Chinnock B, et al. Ann Emerg Med. 2008;52:268-273.

Study objective
We determine whether clinical characteristics and physician assessment are useful in the exclusion of spontaneous bacterial peritonitis in emergency department (ED) patients with ascites requiring paracentesis.

Methods
We conducted a prospective, observational study of ED patients with ascites undergoing paracentesis. Predefined clinical characteristics including historical features and ED vital signs were recorded. Each patient was assessed by 2 separate, blinded physicians for severity of abdominal tenderness and overall clinical suspicion for spontaneous bacterial peritonitis. The primary outcome measures were sensitivity, specificity, and likelihood ratios (LR) of the individual clinical characteristics and the physician assessments. Spontaneous bacterial peritonitis was defined by absolute neutrophil count greater than 250 cells/mm3 or positive fluid culture result.

Results
There were 285 separate physician assessments in 144 patients enrolled with complete data. Spontaneous bacterial peritonitis was diagnosed in 17 (11.8%) patients. Physician clinical impression had a sensitivity of 76% (95% confidence interval [CI] 62% to 91%) and specificity of 34% (95% CI 28% to 40%) for the detection of spontaneous bacterial peritonitis.
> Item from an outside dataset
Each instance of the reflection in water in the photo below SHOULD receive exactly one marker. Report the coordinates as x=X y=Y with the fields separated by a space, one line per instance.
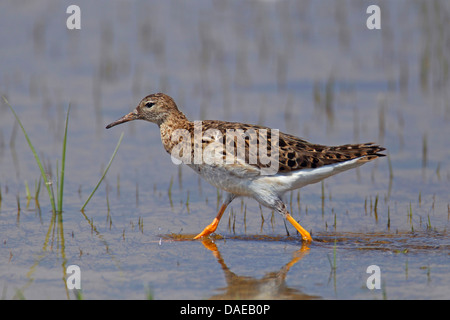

The lowest negative LR was associated with the presence of any abdominal pain or tenderness (negative LR=0.4); however, the presence of pain/tenderness was also observed in 85% of patients without spontaneous bacterial peritonitis. Six patients (4.2%) with spontaneous bacterial peritonitis had at least 1 physician assessment of little to no risk for spontaneous bacterial peritonitis, and 3 of the 6 subsequently died during their hospitalization.

Conclusion
Clinical characteristics and physician assessment were insufficient in the diagnosis or exclusion of spontaneous bacterial peritonitis in the ED patient undergoing diagnostic or therapeutic paracentesis. This finding supports routine laboratory fluid analysis after ED paracentesis.